For mapping and stimulation during the intervention, we used a navigated TMS stimulator (eXimia® NBS, Nexstim, Helsinki, Finland), with a figure-8 biphasic eXimia Focal Bipulse Coil (5 cm winding diameter) and coregistered individual anatomical T1 weighted magnetic resonance images (acquired with 3-Tesla TIM-TRIO-system, Siemens AG, Germany). Participants were seated in a comfortable reclining chair for the duration of the mapping and the following intervention. The representation of the left EDC, eliciting the largest MEP (“hotspot”) in the right M1, was determined using a standard mapping protocol and a coil orientation perpendicular to the central sulcus (Wassermann et al., 2008). The “hotspot” thus resolved upon was set as a stimulation point and remained constant during all experiments. Before and after each intervention, we acquired a MEP stimulus-response curve (SRC) and a cortical map representation at 110% resting motor threshold (RMT, defined as minimum stimulus intensity to result in at least 5/10 MEPs > 50 μV) in the healthy subject. The SRC was acquired with 10 stimuli each at 40, 50, 60 and 70 V/m of the calculated electrical field, respectively, and these intensities were expressed as percentage of the resting motor threshold. The cortical map in the patient was acquired at maximum stimulator output with three stimuli per cell. For both healthy subject and patient, the cell size of the virtual grid was 5 × 5 mm and the total grid size was 10 × 10 cm covering the primary motor cortex, the somatosensory cortex, the premotor cortex and the supplementary motor area. During all TMS measurements, participants were requested to keep their muscles relaxed. All trials were visually inspected offline and rejected from analysis where muscle pre-activation was present (<1% of cases). Electromyographic (EMG) activity was recorded using Ag/AgCl surface electrodes (Ambu Neuroline720, Ambu GmbH, Germany), placed 2 cm apart on the muscle belly. During the intervention period, a BrainAmpExG-Amplifier (Brainproducts GmbH, Germany) with 1 kHz sampling rate, high-pass filtering at 0.16 Hz and low-pass filtering at 1000 Hz, was used to record EMG activity. For the TMS mapping before and after the intervention, the integrated 6-channel EMG device of the TMS system was used with 3 kHz sampling rate and a band-pass filter of 10–500 Hz.

Experimental Set-Up

We implemented a closed-loop set-up, where TMS of the EDC representation of the right M1 (hand opening) was triggered online by oscillatory brain activity during cued kinesthetic motor imagery of hand opening (Figure 1A).

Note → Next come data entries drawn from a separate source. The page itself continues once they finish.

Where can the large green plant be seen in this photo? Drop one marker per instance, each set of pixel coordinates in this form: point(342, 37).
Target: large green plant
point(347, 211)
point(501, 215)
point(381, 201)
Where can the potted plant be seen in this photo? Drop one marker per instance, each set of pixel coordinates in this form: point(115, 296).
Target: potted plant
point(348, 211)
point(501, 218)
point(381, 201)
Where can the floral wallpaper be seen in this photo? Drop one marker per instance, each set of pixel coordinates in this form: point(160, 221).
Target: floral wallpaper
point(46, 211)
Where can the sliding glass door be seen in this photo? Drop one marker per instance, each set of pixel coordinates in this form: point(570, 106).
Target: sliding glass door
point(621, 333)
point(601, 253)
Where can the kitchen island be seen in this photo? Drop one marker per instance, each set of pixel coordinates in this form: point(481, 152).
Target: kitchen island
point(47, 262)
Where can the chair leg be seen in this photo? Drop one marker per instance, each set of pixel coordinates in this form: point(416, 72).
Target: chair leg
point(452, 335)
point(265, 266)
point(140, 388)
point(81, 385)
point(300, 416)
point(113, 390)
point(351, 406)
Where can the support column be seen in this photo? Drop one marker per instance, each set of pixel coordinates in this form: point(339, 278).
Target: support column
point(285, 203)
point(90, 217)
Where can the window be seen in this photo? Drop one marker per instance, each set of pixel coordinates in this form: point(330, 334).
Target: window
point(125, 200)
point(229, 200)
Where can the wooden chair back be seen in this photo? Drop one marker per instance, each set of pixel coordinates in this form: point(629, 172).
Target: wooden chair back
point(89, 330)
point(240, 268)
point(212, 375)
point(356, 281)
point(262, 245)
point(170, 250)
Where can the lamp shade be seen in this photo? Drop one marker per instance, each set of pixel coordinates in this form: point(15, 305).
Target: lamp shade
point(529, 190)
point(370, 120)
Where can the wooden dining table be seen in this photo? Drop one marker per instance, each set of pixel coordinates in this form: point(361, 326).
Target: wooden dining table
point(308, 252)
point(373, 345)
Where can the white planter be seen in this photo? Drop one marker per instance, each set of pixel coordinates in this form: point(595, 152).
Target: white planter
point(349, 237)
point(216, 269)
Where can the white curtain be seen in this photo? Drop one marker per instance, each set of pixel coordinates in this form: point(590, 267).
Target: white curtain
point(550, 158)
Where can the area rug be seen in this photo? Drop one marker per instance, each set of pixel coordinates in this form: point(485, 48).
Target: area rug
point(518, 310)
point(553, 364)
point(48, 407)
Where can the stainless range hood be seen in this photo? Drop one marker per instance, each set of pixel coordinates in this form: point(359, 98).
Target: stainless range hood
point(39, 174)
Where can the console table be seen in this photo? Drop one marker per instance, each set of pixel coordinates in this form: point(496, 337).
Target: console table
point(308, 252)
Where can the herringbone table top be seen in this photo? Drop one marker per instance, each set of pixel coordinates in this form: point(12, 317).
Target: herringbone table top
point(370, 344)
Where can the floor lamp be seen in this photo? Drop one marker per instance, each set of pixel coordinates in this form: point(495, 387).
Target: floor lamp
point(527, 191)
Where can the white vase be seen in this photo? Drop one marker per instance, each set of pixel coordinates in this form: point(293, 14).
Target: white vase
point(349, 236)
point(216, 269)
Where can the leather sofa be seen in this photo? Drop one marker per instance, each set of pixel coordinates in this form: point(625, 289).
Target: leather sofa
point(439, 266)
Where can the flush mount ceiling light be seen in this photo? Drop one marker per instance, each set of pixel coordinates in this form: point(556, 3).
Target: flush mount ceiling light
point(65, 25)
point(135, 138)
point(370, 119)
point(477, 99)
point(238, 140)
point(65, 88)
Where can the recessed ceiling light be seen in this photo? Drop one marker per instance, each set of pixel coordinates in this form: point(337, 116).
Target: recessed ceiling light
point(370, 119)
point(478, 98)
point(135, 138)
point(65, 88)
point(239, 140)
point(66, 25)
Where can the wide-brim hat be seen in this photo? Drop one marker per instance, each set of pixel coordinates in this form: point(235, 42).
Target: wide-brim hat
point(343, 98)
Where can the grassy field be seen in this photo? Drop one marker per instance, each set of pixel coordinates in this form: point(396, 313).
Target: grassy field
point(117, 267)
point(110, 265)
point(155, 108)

Figure 1. (A) Experimental set-up for brain-state dependent stimulation (BSDS) including electroencephalography (EEG) recording, signal amplification (Amp), software for online analysis, and triggering of haptic feedback (hand robot) and transcranial magnetic stimulation (TMS) within a closed-loop framework. (B) Study design. (C) BSDS + HF condition: (−1). Exemplary single trial raw data of EEG recordings (red) from electrode C4 of the healthy subject (in μV, left y-axis) and the online classifier output (black, ß-power, in arbitrary units, right y-axis). Please note that, in this closed-loop feedback condition, motor imagery-related ERD frequently reaches the pre-defined threshold during the movement imagination phase (6 s after “go” signal). Moreover, TMS is applied during these ERD phases only. (D) NSBS + HF condition: Exemplary single trial demonstrating that TMS with timing replayed from the BSDS + HF condition trial shown in (C) is applied independently of ERD. Otherwise, the same conventions as in (C) apply.

Oscillatory brain activity was recorded in a 32-channel EEG set-up according to the extended 10–20 system using Ag/AgCl electrodes and BrainVision software with DC-Amplifiers (BrainAmp, Brainproducts GmbH, Germany). All impedances were maintained below 10 kΩ. Following digitization at 1 kHz rate, high-pass filtering with 0.16 Hz and low-pass filtering with 1000 Hz, the EEG signals were transferred to BCI2000 software (Schalk et al., 2004) for online analysis, triggering, and offline storage.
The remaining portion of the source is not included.